The bathroom at Rick’s frat house was unfinished and disgusting. The walls and floors were concrete, the stall doors hung loosely on their hinges, beer cans littered the floor and it reeked of booze and vomit. The worst part, however, was that the whole room was spinning. Evelyn tittered farther into the room, still clutching her red solo cup. The door banged shut behind her and the noise caused her to jump, sending the plastic cup to the floor, its contents spilling out and joining the puddle of questionable liquid she was too drunk to try to avoid. Her girlfriends had disappeared earlier in the night so she had been left to break the seal all by herself, while Rick, her guy friend…. Boyfriend?…Fuck buddy, if she were being honest, waited outside.

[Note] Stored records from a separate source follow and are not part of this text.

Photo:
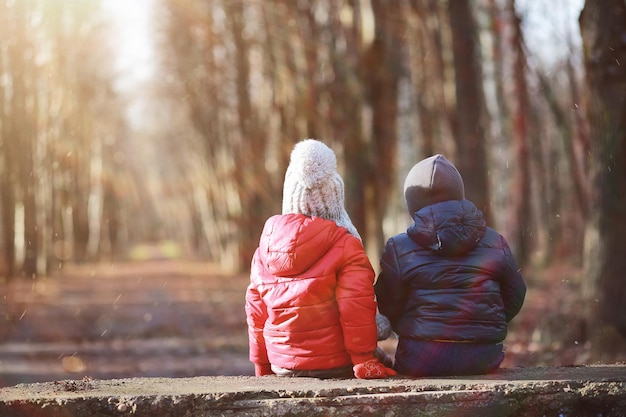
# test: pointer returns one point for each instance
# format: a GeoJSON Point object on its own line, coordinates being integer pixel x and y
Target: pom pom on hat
{"type": "Point", "coordinates": [312, 162]}
{"type": "Point", "coordinates": [312, 185]}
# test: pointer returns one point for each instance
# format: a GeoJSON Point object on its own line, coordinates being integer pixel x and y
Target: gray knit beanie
{"type": "Point", "coordinates": [431, 181]}
{"type": "Point", "coordinates": [312, 185]}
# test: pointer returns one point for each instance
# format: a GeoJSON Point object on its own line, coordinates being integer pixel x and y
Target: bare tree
{"type": "Point", "coordinates": [603, 26]}
{"type": "Point", "coordinates": [470, 118]}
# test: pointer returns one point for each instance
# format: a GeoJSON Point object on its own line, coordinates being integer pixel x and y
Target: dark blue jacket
{"type": "Point", "coordinates": [449, 277]}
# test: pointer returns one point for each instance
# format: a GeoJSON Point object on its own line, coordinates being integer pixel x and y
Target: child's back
{"type": "Point", "coordinates": [450, 284]}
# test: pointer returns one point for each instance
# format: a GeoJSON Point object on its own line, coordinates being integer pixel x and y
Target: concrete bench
{"type": "Point", "coordinates": [579, 391]}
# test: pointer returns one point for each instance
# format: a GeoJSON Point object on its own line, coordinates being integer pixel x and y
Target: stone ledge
{"type": "Point", "coordinates": [566, 391]}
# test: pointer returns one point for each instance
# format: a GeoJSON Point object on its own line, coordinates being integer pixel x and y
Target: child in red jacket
{"type": "Point", "coordinates": [310, 305]}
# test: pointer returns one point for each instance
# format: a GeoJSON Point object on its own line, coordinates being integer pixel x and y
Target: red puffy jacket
{"type": "Point", "coordinates": [310, 304]}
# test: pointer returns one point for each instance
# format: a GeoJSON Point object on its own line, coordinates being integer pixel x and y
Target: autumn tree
{"type": "Point", "coordinates": [603, 29]}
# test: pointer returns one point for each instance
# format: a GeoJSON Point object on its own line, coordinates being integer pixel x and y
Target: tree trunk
{"type": "Point", "coordinates": [383, 74]}
{"type": "Point", "coordinates": [603, 29]}
{"type": "Point", "coordinates": [521, 192]}
{"type": "Point", "coordinates": [469, 131]}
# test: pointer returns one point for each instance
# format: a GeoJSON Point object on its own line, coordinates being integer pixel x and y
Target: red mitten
{"type": "Point", "coordinates": [262, 370]}
{"type": "Point", "coordinates": [372, 369]}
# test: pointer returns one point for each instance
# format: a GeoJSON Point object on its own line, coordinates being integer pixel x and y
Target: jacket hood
{"type": "Point", "coordinates": [449, 228]}
{"type": "Point", "coordinates": [291, 243]}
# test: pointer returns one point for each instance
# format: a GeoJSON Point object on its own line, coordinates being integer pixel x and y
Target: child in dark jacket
{"type": "Point", "coordinates": [450, 284]}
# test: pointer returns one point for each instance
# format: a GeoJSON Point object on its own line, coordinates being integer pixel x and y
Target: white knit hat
{"type": "Point", "coordinates": [312, 185]}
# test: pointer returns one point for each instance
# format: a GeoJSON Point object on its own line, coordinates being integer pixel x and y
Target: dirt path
{"type": "Point", "coordinates": [174, 318]}
{"type": "Point", "coordinates": [154, 318]}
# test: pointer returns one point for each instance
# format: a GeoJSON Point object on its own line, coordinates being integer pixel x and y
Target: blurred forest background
{"type": "Point", "coordinates": [187, 148]}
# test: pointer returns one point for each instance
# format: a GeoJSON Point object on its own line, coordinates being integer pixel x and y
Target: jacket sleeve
{"type": "Point", "coordinates": [391, 291]}
{"type": "Point", "coordinates": [356, 302]}
{"type": "Point", "coordinates": [256, 316]}
{"type": "Point", "coordinates": [512, 286]}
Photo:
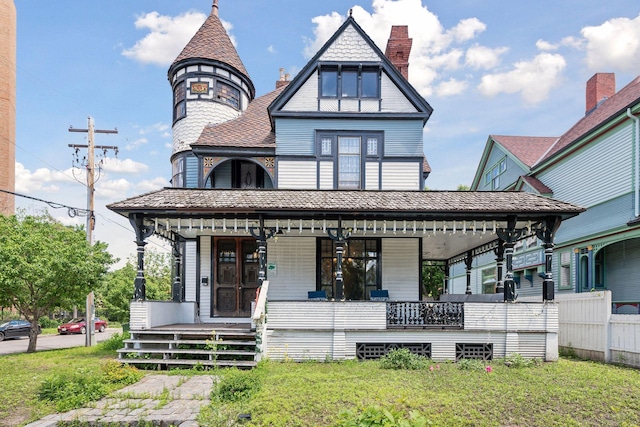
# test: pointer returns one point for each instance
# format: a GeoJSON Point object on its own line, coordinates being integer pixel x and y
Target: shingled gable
{"type": "Point", "coordinates": [423, 108]}
{"type": "Point", "coordinates": [211, 42]}
{"type": "Point", "coordinates": [251, 130]}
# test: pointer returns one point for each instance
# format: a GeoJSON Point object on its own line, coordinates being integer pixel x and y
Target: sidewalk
{"type": "Point", "coordinates": [160, 400]}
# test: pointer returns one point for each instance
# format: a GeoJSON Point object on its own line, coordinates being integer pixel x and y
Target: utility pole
{"type": "Point", "coordinates": [90, 165]}
{"type": "Point", "coordinates": [89, 162]}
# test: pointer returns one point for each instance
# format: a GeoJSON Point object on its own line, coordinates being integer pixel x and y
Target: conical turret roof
{"type": "Point", "coordinates": [212, 42]}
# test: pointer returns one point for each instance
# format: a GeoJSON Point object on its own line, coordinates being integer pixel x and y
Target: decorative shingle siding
{"type": "Point", "coordinates": [199, 113]}
{"type": "Point", "coordinates": [350, 46]}
{"type": "Point", "coordinates": [600, 172]}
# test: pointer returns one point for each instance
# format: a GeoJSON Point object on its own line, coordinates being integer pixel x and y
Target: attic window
{"type": "Point", "coordinates": [347, 82]}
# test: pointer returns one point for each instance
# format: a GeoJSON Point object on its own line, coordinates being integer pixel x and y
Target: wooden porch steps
{"type": "Point", "coordinates": [190, 346]}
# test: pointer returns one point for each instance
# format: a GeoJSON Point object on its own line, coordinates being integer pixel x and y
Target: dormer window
{"type": "Point", "coordinates": [349, 82]}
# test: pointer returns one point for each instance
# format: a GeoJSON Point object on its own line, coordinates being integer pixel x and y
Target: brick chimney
{"type": "Point", "coordinates": [284, 79]}
{"type": "Point", "coordinates": [600, 86]}
{"type": "Point", "coordinates": [398, 48]}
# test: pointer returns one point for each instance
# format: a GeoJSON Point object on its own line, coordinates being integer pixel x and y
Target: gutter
{"type": "Point", "coordinates": [637, 156]}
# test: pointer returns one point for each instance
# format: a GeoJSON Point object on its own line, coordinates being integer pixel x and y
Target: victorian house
{"type": "Point", "coordinates": [299, 218]}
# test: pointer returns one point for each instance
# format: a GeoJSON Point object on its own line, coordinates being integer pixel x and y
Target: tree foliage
{"type": "Point", "coordinates": [45, 265]}
{"type": "Point", "coordinates": [116, 291]}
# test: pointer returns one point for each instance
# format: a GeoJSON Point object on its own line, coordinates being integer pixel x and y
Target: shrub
{"type": "Point", "coordinates": [402, 358]}
{"type": "Point", "coordinates": [236, 385]}
{"type": "Point", "coordinates": [376, 416]}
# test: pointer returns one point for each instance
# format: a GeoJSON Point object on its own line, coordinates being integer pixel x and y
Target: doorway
{"type": "Point", "coordinates": [236, 276]}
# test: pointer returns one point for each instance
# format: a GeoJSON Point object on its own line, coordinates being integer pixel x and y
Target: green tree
{"type": "Point", "coordinates": [45, 265]}
{"type": "Point", "coordinates": [116, 291]}
{"type": "Point", "coordinates": [432, 278]}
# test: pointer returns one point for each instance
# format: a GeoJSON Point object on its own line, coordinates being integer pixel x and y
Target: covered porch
{"type": "Point", "coordinates": [229, 243]}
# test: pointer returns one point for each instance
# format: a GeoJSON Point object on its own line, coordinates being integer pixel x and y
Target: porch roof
{"type": "Point", "coordinates": [453, 221]}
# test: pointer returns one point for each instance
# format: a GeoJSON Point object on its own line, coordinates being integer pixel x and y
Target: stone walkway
{"type": "Point", "coordinates": [160, 400]}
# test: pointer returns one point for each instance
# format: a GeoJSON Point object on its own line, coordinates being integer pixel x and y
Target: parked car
{"type": "Point", "coordinates": [79, 326]}
{"type": "Point", "coordinates": [15, 329]}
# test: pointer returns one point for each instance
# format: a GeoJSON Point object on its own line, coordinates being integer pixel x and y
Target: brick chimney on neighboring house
{"type": "Point", "coordinates": [599, 87]}
{"type": "Point", "coordinates": [398, 48]}
{"type": "Point", "coordinates": [284, 79]}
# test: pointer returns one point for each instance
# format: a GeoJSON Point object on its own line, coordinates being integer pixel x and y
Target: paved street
{"type": "Point", "coordinates": [51, 342]}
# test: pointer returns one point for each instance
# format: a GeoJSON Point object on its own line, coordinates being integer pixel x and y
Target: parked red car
{"type": "Point", "coordinates": [79, 326]}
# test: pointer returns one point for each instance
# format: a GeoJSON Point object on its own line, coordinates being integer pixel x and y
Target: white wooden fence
{"type": "Point", "coordinates": [588, 329]}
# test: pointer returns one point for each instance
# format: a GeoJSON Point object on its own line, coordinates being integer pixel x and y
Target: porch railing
{"type": "Point", "coordinates": [425, 315]}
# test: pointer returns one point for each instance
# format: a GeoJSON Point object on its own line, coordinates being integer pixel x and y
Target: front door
{"type": "Point", "coordinates": [236, 276]}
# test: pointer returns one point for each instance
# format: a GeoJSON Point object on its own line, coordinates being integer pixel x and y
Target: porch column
{"type": "Point", "coordinates": [262, 234]}
{"type": "Point", "coordinates": [469, 263]}
{"type": "Point", "coordinates": [499, 266]}
{"type": "Point", "coordinates": [339, 236]}
{"type": "Point", "coordinates": [142, 233]}
{"type": "Point", "coordinates": [547, 234]}
{"type": "Point", "coordinates": [509, 235]}
{"type": "Point", "coordinates": [176, 288]}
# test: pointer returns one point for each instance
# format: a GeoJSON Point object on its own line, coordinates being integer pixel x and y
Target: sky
{"type": "Point", "coordinates": [485, 66]}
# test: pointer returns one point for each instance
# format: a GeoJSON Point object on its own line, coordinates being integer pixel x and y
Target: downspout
{"type": "Point", "coordinates": [637, 152]}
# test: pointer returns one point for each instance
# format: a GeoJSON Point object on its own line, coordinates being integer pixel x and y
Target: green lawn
{"type": "Point", "coordinates": [567, 393]}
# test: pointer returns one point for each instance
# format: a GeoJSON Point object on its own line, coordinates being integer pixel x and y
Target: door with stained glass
{"type": "Point", "coordinates": [236, 276]}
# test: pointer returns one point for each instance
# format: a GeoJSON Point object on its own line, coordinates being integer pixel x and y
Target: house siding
{"type": "Point", "coordinates": [297, 174]}
{"type": "Point", "coordinates": [296, 137]}
{"type": "Point", "coordinates": [600, 172]}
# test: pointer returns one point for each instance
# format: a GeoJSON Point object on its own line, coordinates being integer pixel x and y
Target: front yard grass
{"type": "Point", "coordinates": [567, 393]}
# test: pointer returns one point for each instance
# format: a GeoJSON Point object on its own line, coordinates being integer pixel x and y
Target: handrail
{"type": "Point", "coordinates": [261, 302]}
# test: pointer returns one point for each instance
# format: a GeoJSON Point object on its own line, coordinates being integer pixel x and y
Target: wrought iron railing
{"type": "Point", "coordinates": [425, 315]}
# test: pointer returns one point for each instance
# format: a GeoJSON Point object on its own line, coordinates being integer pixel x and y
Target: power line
{"type": "Point", "coordinates": [71, 211]}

“What about the troll?” she muttered to herself, cursing her friends in her head as she brushed past another girl exiting one of the stalls. “Hermione got attacked by a motherfucking troll when she went to the bathroom by herself.”

She resisted the urge to vomit once she saw the stall, decided she needed to relieve herself more than she needed to avoid a possible toilet STI, struggled with latch on the door, yanked her skirt up above her hips, and plopped herself down on her toilet, knowing she was too unstable to squat above it. Her relief only lasted for a moment as she reached out to grab the toilet paper and hit the empty, metal rod instead.

“Damnit,” she muttered. “At least Hermione probably had some fucking toilet paper.”

“Toilet paper?” she heard a high pitched, girly voice echo through the concrete room. “Do you need toilet paper?”

“Yes, please!” Evelyn said, thankful for the semblance of dignity that toilet paper would offer her as she clutched her dress around her waist and her shoes became soaked through from the puddle on the floor.

A hand appeared under the door, fingers wrapped around a roll of toilet paper. Evelyn leaned forward and managed to grab it without toppling over, though the world was still spinning and she almost face planted on the concrete. She sat up victoriously, toilet paper in hand. It was single-ply, which Evelyn normally pretend to despise because of her mother’s high standards for literally everything, but now she was just grateful.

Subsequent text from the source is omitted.